Bu hadiseler şehri olan dünyada, hâkim olan, ülkelerde düzenler kuran, işler başaran mülk sahibi O'dur.

 

Kendi âletini kırarsa, kırdığım yine onarır, sağlam bir hale getirir.

 


ŞEFİK CAN DEDE DİPNOTTA DER Kİ:

 

(Hakk'ın kendi takdirine itiraz etmesi yanlış anlaşılmamalıdır: Allah bir kimsenin alın yazısını katil olarak yazmışsa, hâşâ onu muhakkak katil olmaya zorlamamıştır.

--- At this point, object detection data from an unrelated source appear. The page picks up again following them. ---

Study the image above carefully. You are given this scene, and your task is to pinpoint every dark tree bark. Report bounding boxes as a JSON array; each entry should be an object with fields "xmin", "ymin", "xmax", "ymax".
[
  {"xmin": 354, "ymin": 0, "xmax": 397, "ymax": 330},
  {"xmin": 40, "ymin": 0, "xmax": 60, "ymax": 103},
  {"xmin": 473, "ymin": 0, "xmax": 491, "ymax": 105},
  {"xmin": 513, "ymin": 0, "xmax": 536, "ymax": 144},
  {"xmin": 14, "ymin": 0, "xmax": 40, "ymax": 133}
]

Katil namzedinin aklını, cüz'î iradesini kullanarak kendini kurtarması, kaderin önünden kaçması imkânını da muhabbeti icabı kuluna lütfetmiştir.

 

Kul isterse, ilâhî takdirden, yine ilâhî takdire sığınarak kendini kurtarır. "Ya ilâhî, takdir ettiğin kötülükleri bizden gider" diye yalvarır. Bu sebepledir ki katilin cezalandırılmasında, ilâhî adalet gizlidir. Çünkü kul, cüz'î iradesini kullanarak kendini kurtarmamıştır, cezayı hak etmiştir.

 

Aslında kulun kendini kurtarma gayreti Hakk'tan gelmektedir. Her şey Hakkın yed-i kudretindedir. Şunu da hatırlamalıyız ki: İlâhî takdirin de değişen bazı yönleri var. Sadaka vermenin ezelde takdir buyurulan ömrü uzattığını Resûl-i Ekrem Efendimiz müjdelemiştir.

 

Bu sebeple: "Ezelî takdir, gayrete âşıktır" demişlerdir. Ayrıca ilâhî takdirin yerine gelmesinde de ne hikmetler gizlidir, bilemeyiz ki. Bir katilin öldürmesinde, o katil için yarar bulunduğuna aklımız erer mi?)

 

***

 

Bu yazıdan tek gayemiz Allah rızası için faydalı olmak.

Allah Mesnevi’yi okuyup anlamayı ve uygulamayı cümlemize nasip etsin.